Das Gericht sah die Maßnahmen als nicht ausreichend an, um das Erfordernis der Angemessenheit zu erfüllen und verurteilte der Unternehmen. So war es offenbar der Ansicht, dass die allgemeinen Standardrichtlinien und Unterschriftenregelungen des Unternehmens nicht den im Verhältnis zu seiner Größe und seinem Geschäftsfeld bestehenden Risiken genügten. Vielmehr hätte es auch einer konkreten Richtline zum UK Bribery Act bedurft. Eine solche hatte das Unternehmen jedoch nicht eingeführt und der Umstand, dass es lediglich 30 Mitarbeiter hatte, schien es nicht von dieser Pflicht befreit zu haben. Des Weiteren hatte das Unternehmen nicht bewiesen, dass es seine Mitarbeiter bezüglich der bestehenden Richtlinien und Regelungen regelmäßig geschult und erinnert hätte oder die Mitarbeiter diese gelesen und akzeptiert hätten. Insofern hätte das Unternehmen nicht bloß auf die Ehrlichkeit und Integrität seiner Mitarbeiter vertrauen dürfen, sondern hätte hierzu schriftliche Erklärungen einholen müssen. Darüber hinaus scheint es das Gericht zu Lasten des Unternehmens gewertet zu haben, dass es die Verantwortlichkeit für die Überwachung und Durchführung von Compliance-Maßnahmen nicht ausdrücklich geregelt und etwa bei der Geschäftsführung angesiedelt hatte. Von der Verhängung einer Geldstrafe sah das Gericht letztlich nur deswegen ab, weil das Unternehmen über keine Mittel mehr verfügte.

Die Entscheidung ist für deutsche Unternehmen insgesamt, auch wenn sie keine Geschäftsbeziehungen mit dem Vereinigten Königreich unterhalten oder jemals haben, beachtlich. Die aus ihr zu ziehenden Rückschlüsse hinsichtlich der Mindestanforderungen an „adequate antibribery procedures“ könnten von deutschen Gerichten als Vorbild für die nach wie vor unklaren Anforderungen des § 130 OWiG genommen werden, da es im deutschen Recht bislang keine gesetzliche Definition der Mindestanforderungen an Compliance-Systeme gibt. Der UK Bribery Act ist insoweit im internationalen Geschäftsverkehr eine der wenigen gesetzlichen Quellen und gilt daher gewissermaßen als state of the art.  

Dies gilt gerade vor dem Hintergrund einer jüngst ergangenen Entscheidung des Bundesgerichtshofs (BGH, Urteil vom 9.5.2017 – 1 StR 265/16), in der dieser klargestellt hat, dass ein fehlendes oder jedenfalls ineffektives Compliance-System für Unternehmen sanktionsschärfend zu berücksichtigen ist. 
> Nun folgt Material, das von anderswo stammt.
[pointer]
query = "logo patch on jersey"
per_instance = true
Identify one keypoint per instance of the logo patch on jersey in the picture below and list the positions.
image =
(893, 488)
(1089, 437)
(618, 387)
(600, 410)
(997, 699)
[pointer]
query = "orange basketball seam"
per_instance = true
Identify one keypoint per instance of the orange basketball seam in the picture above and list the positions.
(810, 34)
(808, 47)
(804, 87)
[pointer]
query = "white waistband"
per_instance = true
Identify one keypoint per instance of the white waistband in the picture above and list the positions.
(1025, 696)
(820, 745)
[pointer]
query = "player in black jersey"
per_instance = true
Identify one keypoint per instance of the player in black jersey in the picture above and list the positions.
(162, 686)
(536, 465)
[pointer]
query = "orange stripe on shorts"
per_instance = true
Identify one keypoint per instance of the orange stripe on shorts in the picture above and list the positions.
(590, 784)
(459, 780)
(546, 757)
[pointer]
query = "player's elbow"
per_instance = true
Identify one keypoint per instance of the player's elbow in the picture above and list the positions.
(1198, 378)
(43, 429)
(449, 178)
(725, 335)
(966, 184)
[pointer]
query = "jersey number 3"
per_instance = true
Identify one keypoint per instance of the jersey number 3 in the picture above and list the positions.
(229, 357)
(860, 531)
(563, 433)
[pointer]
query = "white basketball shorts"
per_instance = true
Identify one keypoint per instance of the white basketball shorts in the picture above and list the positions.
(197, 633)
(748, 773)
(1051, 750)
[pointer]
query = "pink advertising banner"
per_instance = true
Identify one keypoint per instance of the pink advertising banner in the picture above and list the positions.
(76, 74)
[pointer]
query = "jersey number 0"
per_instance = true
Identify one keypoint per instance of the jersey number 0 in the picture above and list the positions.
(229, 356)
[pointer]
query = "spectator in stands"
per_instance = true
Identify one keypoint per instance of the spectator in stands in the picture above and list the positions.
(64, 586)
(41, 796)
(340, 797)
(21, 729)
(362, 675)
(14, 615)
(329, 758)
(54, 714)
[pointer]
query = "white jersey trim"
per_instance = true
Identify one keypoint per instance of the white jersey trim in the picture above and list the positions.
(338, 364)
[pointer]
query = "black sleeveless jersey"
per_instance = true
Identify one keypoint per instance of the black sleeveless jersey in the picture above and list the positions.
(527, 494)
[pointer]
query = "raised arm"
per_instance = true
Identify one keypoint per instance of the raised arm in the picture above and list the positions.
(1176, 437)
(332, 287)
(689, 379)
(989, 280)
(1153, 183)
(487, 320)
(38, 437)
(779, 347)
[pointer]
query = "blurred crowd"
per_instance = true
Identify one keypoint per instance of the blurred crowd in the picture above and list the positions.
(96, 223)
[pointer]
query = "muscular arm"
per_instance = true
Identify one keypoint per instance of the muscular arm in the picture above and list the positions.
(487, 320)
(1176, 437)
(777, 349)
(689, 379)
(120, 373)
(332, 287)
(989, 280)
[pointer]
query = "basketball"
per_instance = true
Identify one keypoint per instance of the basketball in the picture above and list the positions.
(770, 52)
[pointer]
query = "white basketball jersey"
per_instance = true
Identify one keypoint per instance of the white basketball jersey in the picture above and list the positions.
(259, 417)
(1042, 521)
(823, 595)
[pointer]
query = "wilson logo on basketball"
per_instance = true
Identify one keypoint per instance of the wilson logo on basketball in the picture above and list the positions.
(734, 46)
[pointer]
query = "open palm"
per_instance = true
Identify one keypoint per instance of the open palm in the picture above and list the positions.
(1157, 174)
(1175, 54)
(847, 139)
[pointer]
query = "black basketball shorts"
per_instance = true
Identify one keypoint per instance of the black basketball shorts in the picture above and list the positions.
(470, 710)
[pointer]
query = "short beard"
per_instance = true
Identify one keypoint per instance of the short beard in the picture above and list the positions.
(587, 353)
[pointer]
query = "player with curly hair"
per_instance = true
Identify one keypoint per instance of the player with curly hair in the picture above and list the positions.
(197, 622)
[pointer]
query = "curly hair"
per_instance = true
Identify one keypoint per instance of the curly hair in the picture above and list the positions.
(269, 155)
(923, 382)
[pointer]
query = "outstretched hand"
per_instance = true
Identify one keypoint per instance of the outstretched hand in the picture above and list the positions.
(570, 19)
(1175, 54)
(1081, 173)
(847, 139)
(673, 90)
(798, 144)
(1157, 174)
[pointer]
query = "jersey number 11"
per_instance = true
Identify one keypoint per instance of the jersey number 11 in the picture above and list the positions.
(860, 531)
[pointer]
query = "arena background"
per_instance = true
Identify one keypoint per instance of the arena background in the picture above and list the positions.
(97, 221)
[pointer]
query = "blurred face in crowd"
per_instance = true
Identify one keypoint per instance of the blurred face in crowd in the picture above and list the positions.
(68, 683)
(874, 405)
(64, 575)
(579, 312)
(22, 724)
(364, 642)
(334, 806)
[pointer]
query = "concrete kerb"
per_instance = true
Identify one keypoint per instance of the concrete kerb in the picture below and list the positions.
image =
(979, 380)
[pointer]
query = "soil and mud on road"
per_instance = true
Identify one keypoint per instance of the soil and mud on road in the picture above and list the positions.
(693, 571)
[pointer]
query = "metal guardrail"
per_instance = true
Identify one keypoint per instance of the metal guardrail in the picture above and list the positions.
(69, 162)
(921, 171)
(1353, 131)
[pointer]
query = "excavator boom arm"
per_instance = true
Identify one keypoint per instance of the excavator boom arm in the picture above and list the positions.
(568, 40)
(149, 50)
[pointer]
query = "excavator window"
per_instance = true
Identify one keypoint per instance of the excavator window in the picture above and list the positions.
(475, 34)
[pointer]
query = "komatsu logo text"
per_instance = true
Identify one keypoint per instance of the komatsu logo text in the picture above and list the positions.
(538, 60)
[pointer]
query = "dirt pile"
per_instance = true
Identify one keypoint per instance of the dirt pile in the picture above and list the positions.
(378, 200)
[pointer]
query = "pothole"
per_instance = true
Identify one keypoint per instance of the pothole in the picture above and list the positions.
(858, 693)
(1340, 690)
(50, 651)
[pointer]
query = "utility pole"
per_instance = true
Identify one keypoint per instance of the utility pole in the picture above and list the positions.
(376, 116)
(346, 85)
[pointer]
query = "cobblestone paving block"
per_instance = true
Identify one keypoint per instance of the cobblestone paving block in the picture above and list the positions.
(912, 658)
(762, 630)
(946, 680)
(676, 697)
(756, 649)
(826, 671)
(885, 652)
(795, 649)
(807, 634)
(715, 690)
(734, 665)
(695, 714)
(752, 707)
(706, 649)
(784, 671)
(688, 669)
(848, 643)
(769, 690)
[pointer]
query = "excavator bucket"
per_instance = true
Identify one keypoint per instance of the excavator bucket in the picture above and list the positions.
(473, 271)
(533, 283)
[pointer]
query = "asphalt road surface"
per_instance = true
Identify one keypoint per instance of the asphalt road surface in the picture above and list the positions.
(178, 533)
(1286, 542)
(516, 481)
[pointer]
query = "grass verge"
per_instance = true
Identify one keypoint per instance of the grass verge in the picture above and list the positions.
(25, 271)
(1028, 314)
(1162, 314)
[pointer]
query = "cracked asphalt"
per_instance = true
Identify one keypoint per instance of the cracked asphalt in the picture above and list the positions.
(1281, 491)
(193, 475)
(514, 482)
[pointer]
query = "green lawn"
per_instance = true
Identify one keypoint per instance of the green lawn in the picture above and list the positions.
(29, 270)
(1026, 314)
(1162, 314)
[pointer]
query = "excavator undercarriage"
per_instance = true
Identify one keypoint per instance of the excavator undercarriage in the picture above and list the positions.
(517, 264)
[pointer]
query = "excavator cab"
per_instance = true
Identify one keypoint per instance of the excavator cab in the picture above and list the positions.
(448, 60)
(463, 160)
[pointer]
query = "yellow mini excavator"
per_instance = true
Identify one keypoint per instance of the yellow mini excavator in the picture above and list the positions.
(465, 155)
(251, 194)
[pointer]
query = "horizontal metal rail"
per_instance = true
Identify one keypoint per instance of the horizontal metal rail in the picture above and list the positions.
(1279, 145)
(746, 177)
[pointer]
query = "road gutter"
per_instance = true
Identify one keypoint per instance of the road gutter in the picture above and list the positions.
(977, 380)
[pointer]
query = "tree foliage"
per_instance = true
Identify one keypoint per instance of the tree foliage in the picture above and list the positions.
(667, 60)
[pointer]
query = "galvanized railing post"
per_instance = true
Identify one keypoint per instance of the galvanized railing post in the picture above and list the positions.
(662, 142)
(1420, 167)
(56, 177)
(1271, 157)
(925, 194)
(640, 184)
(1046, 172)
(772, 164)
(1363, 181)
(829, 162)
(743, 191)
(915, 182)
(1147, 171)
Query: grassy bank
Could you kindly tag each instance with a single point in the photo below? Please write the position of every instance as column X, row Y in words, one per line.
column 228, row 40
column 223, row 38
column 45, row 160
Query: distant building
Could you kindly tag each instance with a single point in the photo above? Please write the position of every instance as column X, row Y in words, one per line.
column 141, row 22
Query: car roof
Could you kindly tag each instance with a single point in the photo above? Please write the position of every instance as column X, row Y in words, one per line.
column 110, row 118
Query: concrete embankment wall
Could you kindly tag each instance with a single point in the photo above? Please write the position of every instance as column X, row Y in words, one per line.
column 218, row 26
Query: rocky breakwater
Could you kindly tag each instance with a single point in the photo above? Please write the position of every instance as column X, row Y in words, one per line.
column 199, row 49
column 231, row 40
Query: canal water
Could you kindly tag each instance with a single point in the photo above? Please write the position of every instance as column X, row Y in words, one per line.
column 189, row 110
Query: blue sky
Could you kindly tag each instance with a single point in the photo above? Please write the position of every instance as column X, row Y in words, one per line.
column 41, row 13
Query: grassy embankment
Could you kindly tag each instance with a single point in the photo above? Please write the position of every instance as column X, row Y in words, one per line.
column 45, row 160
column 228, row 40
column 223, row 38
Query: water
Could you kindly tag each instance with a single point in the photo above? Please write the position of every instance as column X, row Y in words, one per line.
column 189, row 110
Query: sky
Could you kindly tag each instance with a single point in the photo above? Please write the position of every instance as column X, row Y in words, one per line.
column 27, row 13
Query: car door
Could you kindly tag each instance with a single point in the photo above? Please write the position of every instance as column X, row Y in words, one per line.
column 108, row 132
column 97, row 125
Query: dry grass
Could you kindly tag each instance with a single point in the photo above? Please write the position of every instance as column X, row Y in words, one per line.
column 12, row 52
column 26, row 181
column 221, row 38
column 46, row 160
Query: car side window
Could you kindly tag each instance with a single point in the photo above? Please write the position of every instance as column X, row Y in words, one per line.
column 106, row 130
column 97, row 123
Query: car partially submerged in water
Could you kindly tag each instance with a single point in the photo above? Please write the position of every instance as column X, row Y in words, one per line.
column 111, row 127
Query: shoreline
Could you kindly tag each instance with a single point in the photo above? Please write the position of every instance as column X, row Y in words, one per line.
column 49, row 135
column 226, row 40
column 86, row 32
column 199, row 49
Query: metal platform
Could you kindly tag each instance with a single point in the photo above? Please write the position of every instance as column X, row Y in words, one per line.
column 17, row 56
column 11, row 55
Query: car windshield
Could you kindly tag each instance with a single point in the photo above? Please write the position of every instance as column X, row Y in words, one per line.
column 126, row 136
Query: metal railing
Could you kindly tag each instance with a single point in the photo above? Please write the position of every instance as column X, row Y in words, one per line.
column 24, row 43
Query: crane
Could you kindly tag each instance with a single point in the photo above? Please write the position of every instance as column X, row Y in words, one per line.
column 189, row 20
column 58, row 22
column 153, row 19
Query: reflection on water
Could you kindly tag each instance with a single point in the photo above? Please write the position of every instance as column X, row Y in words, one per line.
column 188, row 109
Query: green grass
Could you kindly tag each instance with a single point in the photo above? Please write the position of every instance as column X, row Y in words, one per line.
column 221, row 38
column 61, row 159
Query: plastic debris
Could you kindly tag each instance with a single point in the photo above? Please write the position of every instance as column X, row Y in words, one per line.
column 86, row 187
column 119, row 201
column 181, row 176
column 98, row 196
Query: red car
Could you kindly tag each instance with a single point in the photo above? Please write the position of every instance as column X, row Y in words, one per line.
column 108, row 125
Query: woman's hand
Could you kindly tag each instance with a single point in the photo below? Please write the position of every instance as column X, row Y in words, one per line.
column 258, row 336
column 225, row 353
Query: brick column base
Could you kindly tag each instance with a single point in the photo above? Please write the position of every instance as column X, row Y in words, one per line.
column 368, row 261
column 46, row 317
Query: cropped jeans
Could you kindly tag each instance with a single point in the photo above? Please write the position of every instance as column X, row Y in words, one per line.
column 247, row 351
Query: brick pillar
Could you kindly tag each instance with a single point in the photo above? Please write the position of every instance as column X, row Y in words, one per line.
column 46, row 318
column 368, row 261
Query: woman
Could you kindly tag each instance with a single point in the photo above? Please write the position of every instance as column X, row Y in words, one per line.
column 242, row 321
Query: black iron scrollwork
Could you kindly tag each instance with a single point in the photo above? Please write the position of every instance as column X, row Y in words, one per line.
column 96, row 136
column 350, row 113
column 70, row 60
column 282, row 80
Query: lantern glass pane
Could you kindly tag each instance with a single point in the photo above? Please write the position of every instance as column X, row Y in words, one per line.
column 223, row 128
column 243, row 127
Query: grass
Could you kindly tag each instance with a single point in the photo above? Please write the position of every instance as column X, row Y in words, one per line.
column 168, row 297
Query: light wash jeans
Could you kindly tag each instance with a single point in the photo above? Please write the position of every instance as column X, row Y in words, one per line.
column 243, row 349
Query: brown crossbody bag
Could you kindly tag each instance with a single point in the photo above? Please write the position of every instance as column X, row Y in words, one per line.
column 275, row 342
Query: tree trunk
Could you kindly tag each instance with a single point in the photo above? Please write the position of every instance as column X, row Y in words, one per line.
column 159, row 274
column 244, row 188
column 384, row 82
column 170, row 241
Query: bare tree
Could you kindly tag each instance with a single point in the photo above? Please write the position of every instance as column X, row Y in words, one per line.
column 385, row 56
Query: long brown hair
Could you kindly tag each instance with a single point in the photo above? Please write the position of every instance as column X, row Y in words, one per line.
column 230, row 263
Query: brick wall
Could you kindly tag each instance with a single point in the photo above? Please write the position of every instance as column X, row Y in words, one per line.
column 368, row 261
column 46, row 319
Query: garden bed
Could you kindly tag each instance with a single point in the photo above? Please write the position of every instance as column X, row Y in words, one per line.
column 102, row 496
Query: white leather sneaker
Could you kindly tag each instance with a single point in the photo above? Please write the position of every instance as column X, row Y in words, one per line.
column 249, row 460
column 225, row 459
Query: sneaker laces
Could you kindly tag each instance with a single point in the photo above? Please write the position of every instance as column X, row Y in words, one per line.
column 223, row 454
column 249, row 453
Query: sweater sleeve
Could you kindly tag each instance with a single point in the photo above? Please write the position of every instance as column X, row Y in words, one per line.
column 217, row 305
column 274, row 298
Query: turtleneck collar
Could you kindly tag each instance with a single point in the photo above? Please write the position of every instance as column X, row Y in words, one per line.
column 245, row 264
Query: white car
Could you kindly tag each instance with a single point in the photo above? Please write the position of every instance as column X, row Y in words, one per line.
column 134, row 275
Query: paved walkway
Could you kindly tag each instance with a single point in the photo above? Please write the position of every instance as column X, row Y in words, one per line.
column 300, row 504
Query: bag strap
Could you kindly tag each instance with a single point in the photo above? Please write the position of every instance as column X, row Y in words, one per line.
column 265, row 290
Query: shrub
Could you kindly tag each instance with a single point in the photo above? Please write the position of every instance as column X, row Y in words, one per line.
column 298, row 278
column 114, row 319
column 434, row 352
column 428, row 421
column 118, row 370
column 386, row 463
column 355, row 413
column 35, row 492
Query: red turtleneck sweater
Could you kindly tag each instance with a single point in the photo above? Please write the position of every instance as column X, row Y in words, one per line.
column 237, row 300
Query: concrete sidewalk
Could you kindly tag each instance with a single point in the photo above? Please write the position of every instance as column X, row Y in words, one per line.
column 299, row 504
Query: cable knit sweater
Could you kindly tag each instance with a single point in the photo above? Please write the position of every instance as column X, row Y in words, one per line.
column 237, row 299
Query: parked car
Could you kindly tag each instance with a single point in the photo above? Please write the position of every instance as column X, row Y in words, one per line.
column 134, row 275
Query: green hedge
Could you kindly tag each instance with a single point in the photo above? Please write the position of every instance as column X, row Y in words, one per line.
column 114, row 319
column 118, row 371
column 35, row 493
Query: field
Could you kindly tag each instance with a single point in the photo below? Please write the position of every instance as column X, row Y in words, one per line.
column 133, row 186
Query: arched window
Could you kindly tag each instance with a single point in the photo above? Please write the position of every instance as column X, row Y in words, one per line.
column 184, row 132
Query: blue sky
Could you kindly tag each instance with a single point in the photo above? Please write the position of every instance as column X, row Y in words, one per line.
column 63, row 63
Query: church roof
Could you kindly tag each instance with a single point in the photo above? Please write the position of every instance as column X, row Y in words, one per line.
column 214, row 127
Es ist auch deutschen Unternehmen daher zu empfehlen ihre Compliance-Systeme entsprechend zu überprüfen und gegebenenfalls ihrer Größe und ihrem Geschäftsfeld gemäß anzupassen. Dabei ist speziell auf eine schriftliche Dokumentation der ergriffenen Compliance-Maßnahmen zu achten, um in einem etwaigen Gerichtsverfahren auch der Beweislast zu genügen. Vor allem ist die Verantwortlichkeit für die Umsetzung und Überwachung von Compliance-Maßnahmen im Unternehmen eindeutig zu regeln und je nach Größe des Unternehmens entweder bei der Geschäftsführung selbst anzusiedeln oder auf einen Compliance-Officer zu übertragen.